Blood cancers like leukemia and lymphoma are caused by mutations in the DNA of blood cells. These mutations cause normal blood cells to change into cancer cells, but because they are mutated versions of a person’s own cells, the immune system fails to recognize and eliminate them. Gene therapy for blood cancer addresses this problem head-on, using modified T-cells to help the body’s own immune system identify and eradicate cancer cells, offering hope to patients with certain blood cancers resistant to conventional therapies.
Understanding CAR-T Gene Therapy for Blood Cancer
Chimeric antigen receptor T-cell (CAR-T) therapy is at the forefront of gene therapy for blood cancer research. In CAR-T therapy, a patient’s T-cells are modified to recognize and attack certain proteins that occur on cancer cells.
CAR-T Therapy Steps
CAR-T gene therapy for blood cancer is a process that begins with a care team meeting and evaluation to determine if a patient is eligible for CAR-T therapy. At present, CAR-T therapy is only approved by the FDA as a secondary treatment option. To be eligible, patients must have either experienced at least two cancer relapses after remission or must have never experienced remission after standard treatment, such as chemotherapy.
Once it is determined that a patient is eligible, the multi-phase CAR-T therapy process begins, starting with the following steps:
- The patient’s blood is collected. T cells are separated, and the person’s plasma and red cells are then returned to their body.
- In a laboratory, scientists add a manufactured chimeric antigen receptor (CAR) to the patient’s T cells, which allows the T cells to both recognize and bind to antigens on cancer cell surfaces. Vectors carrying genetic instructions that instruct normal T cells to turn into CAR-T cells are then delivered into the T cells.
- These modified T cells are allowed to grow and multiply in a lab setting. Once there are enough cells, they are frozen and returned to the outpatient infusion center or hospital, where the next stages of the process will occur.
- Prior to infusion, the patient will undergo lymphodepletion therapy, a type of chemotherapy that will create room for the engineered T cells to expand and multiply within the patient’s body.
- The modified T cells are then injected back into the patient’s bloodstream.
- After infusion, the patient is evaluated for side effects and response to treatment. This two-to-three-month recovery and monitoring period is when the patient may be most at risk for adverse and potentially serious side effects, such as cytokine release syndrome (CRS). The goal of CAR-T treatment is that the patient will go into remission during this phase.

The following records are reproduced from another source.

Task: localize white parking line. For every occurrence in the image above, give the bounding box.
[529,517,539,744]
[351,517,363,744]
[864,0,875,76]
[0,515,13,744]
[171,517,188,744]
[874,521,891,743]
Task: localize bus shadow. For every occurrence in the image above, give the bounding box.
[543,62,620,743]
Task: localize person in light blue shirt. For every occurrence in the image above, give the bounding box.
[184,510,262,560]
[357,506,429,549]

CAR-T Therapy Risks and Challenges
Like any other therapy, CAR-T therapy may cause potentially serious side effects, including cytokine release syndrome (CRS). CRS causes the body to release a storm of cytokines, triggering a significant immune response. CRS symptoms can range from mild (fever, aches, flu-like symptoms) to severe and potentially life-threatening (organ failure). Prompt treatment is critical to prevent serious outcomes.
Other potential CAR-T therapy side effects include the following:
- Effects on the nervous system (tremors, confusion, trouble speaking/understanding, loss of balance, loss of consciousness)
- Abnormal levels of certain minerals in the blood
- Allergic reactions
- Heightened risk for infection
- Heightened risk for bruising or bleeding
Patients who receive CAR-T therapy are carefully monitored during the months following treatment so that any potential adverse side effects can be treated immediately.
The side effect risk is the reason that CAR-T therapy is currently only FDA-approved for patients with certain types of cancers that have not responded to traditional treatments. However, for these patients, CAR-T therapy can be a promising option.
Benefits and Future Implications
Today, there are six FDA-approved CAR-T therapies available for certain types of blood cancers: Abecma®, Breyani®, Carvykti®, Kymriah®, Tecartus®, and Yescarta®.
While in the clinical trial phase, both Kymriah® and Yescarta® had notable positive outcomes. In clinical trials for Yescarta®, which is for adults with certain forms of relapsed or refractory B-cell lymphoma, more than 80 percent of trial participants experienced either a partial response (reduction in the overall extent of cancer) or full remission (no signs of cancer).
In clinical trials for Kymriah®, which is also approved for people under the age of 25 with certain forms of leukemia, trial participants also experienced an 80-percent remission rate.
While researchers continue to collect data about the long-term effects of these therapies, there have been promising early data points: a 2022 study published in Nature demonstrated that two patients with chronic lymphocytic leukemia (CLL) who had received CAR-T therapy in 2010 remained cancer-free for 10 years. One of the study’s co-leaders, Carl June, professor of Pathology and Laboratory Medicine at the University of Pennsylvania, summarized, “We can now conclude that CAR T-cells can actually cure patients with leukemia.”
As research advances, scientists envision wider applications of CAR-T beyond hematology, extending to more varieties of cancer and other diseases. Efforts to reduce side effects and make the treatment more accessible are ongoing. But it is increasingly clear that CAR-T therapy may represent a hopeful paradigm shift in how certain cancers are treated.